There's no official or consistent definition of "service disruption" at Amtrak. It's often dependent on who's at the operations desk what counts as a disruption.

The basic theory is that something happened to the train's operation that prevents it from operating as planned (just being late doesn't count), and this _something _can't be communicated by the automated system. The problem is that there's no way to distinguish between something truly major, such as a train being terminated or annulled, and something fairly minor, such as the Empire Builder originating in Everett instead of Seattle due to mudslides. They have added cancellation notices to Arrow, which has helped somewhat, and some of the apps can give you station times even if the train has a disruption (but is still running its normal route). But there's still no consistent rule for when a train should be listed as having a disruption or not.


----------



## JoeBas (Mar 18, 2014)

"What exactly is a "service disruption"?"

On Amtrak? Tuesday.


----------



## jannie (Mar 21, 2014)

I've been watching the empire builder since discovering they tend to be "late". We'll be riding in late May. Went to a website to check on status -- it says service disruption for several different dates, but no explanation. I understand we may be 'bussed" to our maybe end point, or perhaps where the train can pick us up? I paid for a sleeper (roommette), do I get a refund/voucher if I can't use the sleeper? If I wanted a bus ride I would have book Grayhound.
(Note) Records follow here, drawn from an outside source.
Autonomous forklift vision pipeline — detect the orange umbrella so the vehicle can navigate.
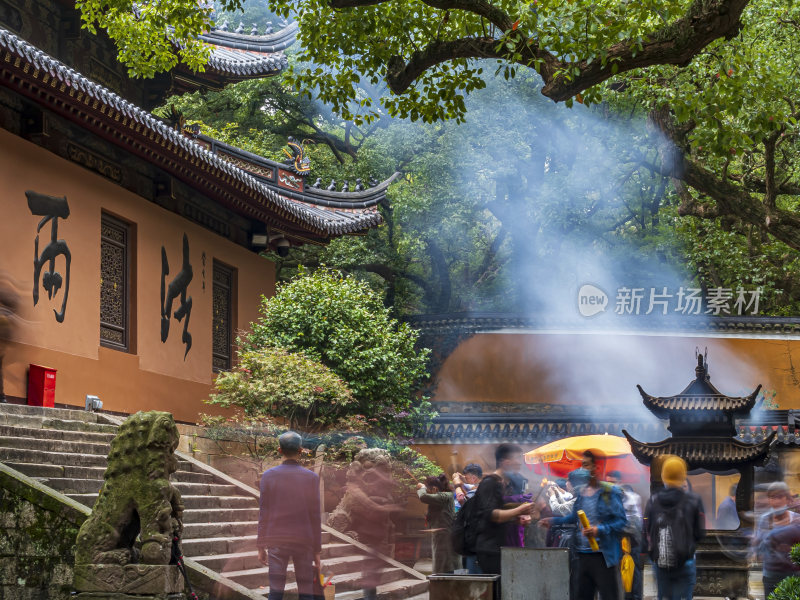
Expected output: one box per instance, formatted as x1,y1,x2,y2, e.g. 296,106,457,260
525,434,646,478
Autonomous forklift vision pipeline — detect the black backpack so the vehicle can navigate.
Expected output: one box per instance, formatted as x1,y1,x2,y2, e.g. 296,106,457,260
649,495,695,571
450,498,478,556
We had been looking forward to travelling the Empire builder from Chicago to Seattle & back.


----------



## D.P. Roberts (Mar 21, 2014)

JoeBas said:


> "What exactly is a "service disruption"?"
> 
> On Amtrak? Tuesday.


That was my thought too. "Service disruptions" are "What happens on Amtrak on the days that end in a Y."


----------



## FriskyFL (Mar 21, 2014)

Some service distributions can last for years - Sunset Limited east of NOL has been in a "service disruption" since August 2005.


----------